Texte intégral
Le Parisien : La gauche, selon vous, peut-elle diriger l’an prochain l’Ile-de-France ?
Dominique Strauss-Kahn : Oui. J’en ai la conviction. Nous présenterons, le moment venu, un projet global en ce sens. Déjà, nous sentons bien les préoccupations des Franciliens sont assez proches des valeurs des socialistes. Il faudra, pour ne citer que quelques exemples, réduire les déséquilibres à l’intérieur de la région par une meilleure répartition de la taxe professionnelle, mettre en œuvre une autre politique des transports, veiller à une véritable démocratie locale…

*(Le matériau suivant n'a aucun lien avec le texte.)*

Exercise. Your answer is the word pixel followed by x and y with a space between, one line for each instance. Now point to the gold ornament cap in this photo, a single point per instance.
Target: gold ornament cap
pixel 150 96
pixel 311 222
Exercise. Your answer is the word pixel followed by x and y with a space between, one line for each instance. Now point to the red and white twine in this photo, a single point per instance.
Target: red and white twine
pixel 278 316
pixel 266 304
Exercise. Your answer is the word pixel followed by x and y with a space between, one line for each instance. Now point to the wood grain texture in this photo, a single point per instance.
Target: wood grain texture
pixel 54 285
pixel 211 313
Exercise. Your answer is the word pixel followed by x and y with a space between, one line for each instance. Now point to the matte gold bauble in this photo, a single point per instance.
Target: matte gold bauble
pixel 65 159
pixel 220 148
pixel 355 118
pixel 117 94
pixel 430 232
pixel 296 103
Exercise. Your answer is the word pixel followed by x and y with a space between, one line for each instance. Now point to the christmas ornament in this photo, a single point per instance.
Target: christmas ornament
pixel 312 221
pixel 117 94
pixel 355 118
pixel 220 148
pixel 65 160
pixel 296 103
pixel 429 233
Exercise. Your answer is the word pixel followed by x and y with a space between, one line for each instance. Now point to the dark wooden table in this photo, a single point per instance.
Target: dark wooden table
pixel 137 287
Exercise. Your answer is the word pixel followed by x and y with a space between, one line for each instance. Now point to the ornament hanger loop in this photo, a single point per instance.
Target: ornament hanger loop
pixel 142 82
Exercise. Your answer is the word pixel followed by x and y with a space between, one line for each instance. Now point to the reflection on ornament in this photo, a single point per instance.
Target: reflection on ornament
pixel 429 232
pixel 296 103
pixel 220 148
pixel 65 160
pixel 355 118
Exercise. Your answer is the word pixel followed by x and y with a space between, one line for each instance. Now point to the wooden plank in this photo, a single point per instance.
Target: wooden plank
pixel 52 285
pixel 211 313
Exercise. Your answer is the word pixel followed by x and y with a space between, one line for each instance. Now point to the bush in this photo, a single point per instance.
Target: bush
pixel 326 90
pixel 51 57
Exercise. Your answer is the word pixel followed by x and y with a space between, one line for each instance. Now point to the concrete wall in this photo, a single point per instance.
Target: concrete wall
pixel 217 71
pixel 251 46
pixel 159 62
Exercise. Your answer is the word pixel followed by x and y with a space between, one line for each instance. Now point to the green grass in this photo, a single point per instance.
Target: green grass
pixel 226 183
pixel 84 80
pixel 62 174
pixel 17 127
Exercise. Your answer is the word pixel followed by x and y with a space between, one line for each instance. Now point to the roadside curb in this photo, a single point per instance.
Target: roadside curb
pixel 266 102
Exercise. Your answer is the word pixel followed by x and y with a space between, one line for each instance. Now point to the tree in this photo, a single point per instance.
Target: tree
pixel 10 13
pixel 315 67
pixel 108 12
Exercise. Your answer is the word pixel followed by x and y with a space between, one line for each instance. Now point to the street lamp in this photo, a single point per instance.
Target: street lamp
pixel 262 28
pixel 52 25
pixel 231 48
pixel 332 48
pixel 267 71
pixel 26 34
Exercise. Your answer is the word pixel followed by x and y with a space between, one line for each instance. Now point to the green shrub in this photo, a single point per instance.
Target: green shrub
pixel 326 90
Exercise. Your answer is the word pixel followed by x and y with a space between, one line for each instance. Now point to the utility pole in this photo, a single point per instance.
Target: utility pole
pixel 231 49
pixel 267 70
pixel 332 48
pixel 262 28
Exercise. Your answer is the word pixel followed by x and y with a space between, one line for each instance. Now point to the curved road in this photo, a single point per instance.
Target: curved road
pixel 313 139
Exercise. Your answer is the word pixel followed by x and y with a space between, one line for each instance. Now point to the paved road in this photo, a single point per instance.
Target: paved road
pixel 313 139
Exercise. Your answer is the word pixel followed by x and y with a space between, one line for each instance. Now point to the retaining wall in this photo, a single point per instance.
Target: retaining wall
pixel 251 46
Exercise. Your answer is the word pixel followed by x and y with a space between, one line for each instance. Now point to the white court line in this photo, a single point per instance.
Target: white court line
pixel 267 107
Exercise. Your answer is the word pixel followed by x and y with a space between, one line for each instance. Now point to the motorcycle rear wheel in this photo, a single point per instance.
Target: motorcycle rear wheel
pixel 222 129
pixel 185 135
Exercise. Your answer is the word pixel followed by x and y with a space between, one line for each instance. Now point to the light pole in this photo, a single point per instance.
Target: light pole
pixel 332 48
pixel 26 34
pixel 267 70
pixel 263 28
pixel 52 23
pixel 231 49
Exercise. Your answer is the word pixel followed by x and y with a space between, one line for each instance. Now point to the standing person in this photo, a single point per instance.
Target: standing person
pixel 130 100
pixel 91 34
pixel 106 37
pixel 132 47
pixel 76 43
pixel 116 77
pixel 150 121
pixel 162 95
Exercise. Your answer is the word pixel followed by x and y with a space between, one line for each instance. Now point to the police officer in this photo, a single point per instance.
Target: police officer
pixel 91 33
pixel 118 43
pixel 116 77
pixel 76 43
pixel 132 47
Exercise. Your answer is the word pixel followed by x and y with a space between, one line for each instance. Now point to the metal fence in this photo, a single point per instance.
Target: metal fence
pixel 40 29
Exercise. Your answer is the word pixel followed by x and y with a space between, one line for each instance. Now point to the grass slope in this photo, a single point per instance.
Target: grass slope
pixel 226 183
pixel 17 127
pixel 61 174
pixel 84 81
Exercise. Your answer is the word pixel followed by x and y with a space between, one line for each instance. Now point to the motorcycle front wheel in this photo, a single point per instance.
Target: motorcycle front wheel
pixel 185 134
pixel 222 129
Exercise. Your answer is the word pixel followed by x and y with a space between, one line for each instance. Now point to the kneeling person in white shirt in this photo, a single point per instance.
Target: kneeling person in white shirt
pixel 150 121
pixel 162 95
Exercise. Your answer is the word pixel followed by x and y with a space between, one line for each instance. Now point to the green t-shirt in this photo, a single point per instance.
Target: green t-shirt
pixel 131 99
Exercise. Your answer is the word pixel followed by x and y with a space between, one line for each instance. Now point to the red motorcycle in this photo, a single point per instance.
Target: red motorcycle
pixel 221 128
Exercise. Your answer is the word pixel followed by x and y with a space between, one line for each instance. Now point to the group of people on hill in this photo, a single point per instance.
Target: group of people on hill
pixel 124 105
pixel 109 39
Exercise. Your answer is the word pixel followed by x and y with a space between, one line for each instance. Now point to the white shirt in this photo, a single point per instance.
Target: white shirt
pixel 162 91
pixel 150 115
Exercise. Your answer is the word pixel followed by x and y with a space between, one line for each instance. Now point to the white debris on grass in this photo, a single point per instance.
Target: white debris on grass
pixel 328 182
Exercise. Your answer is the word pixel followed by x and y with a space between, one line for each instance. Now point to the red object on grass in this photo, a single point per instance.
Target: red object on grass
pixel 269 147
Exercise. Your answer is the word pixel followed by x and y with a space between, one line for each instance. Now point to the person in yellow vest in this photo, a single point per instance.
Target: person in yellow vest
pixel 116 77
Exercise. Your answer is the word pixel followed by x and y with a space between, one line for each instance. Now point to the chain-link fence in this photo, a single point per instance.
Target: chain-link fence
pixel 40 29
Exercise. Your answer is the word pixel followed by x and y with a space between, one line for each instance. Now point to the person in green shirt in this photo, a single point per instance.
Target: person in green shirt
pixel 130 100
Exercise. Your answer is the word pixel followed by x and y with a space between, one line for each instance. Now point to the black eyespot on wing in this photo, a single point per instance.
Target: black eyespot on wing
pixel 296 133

Le Parisien : Quel sera votre principal adversaire : Michel Giraud, l’actuel président de la région, ou Allain Juppé ?
Dominique Strauss-Kahn : Le combat ne se mène pas contre un homme, mais contre une majorité. Elle est largement dominée par le RPR qui dirige, depuis longtemps, la région dans des conditions d’opacité comparables à ce qui se passe à la mairie de Paris.
Le Parisien : La loi Robien est, aujourd’hui, critiquée par une partie de la majorité RPR-UDF qui lui reproche de coûter très cher à l’Etat…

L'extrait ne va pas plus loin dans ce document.